By "Time's nurse," in the foregoing lines from the "Voluspa," is meant the Mundane Tree Yggdrasil, which shall survive unscathed, and wave mournfully over the universal wreck. But in the "Edda" Hor tells Gangler that "another earth shall appear, most lovely and verdant, with pleasant fields, where the grain shall grow unsown. Vidar and Vali shall survive. They shall dwell on the Plain of Ida, where Asgard formerly stood. Thither shall come the sons of Thor, bringing with them their father's mallet. Baldur and Hödur shall also repair thither from the abode of Death. There shall they sit and converse together, and call to mind their former knowledge and the perils they underwent."

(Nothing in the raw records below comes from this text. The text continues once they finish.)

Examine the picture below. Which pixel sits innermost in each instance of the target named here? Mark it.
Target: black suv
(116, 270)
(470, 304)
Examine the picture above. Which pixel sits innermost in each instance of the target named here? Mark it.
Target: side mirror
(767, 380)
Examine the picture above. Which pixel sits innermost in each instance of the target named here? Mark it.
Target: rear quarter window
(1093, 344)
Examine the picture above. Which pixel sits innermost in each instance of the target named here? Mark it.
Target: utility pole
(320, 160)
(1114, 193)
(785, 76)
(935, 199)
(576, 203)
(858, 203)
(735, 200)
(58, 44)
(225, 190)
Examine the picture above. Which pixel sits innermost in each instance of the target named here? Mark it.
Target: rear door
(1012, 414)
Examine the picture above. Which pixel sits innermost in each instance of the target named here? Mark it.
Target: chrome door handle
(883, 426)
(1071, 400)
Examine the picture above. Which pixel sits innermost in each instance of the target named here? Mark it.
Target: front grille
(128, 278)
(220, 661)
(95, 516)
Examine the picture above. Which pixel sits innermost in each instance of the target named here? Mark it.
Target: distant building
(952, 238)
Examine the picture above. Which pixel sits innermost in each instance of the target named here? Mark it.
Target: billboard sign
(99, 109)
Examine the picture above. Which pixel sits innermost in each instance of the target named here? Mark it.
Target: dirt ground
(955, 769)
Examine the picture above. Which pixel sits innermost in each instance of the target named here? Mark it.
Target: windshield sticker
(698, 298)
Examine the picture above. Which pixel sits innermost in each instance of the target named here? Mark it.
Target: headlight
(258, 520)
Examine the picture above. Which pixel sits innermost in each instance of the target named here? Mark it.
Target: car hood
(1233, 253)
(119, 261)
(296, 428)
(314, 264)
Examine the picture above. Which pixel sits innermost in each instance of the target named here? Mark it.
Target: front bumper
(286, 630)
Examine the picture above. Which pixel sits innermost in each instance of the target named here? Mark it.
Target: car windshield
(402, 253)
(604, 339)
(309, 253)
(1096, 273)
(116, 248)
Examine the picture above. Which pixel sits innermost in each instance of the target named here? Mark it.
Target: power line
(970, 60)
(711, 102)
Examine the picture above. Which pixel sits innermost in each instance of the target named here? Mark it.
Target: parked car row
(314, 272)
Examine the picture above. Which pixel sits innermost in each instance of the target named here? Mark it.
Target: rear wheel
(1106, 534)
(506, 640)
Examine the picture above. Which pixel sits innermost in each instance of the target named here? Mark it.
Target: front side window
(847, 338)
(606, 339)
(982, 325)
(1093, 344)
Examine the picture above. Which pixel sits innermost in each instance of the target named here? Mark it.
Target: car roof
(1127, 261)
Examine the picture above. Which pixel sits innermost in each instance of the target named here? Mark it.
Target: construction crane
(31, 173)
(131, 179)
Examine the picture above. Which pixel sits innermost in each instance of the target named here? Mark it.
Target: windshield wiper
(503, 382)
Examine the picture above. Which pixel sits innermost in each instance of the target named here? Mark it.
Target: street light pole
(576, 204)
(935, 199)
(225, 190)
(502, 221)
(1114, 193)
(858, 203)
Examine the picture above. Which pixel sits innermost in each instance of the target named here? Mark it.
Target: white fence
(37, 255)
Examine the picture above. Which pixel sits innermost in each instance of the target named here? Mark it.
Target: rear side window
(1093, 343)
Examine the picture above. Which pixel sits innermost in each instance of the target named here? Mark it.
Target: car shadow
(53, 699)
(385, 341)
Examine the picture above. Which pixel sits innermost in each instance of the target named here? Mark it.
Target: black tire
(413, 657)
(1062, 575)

Perhaps we might give the Eddaic Twilight of the Gods a more human and strictly European interpretation. May it not also foreshadow the great Armageddon struggle which is evidently impending between the Teutonic races in Western Europe, with their Protestantism, free speech, individual liberty, right of private judgment, and scorn of all thraldom, both material and mental, on the one side, and the dark powers of absolutism, repression, and irresponsible authority in church and state, on the other? How Russia, the type of brute-force, presses with crushing weight on intellectual Germany! Soon she will absorb the old kingdoms of Scandinavia,to wit, Sweden, Norway, and Denmark. On the shores of Norway the ruler of the Sclavonic race will hang over Scotland and England, like a bird of prey about to swoop upon his victim. All despots and absolutists will array themselves under his banner or be his auxiliaries. The old hierarchies will be banded with him to crush out Protestantism, which is a plant of Teutonic growth. Old Asia, with her rancor and despotic traditions, recognizes in the Russian imperial rule a congenial rallying-point against the progressive and hated Anglo-Saxonism and Protestantism of the West. A decisive struggle is surely impending between freedom and absolutism, between the bigoted adherents of the old faiths and the nations that have cut loose from them. Perhaps this struggle may be prefigured in the old Northern myth of the Twilight of the Gods.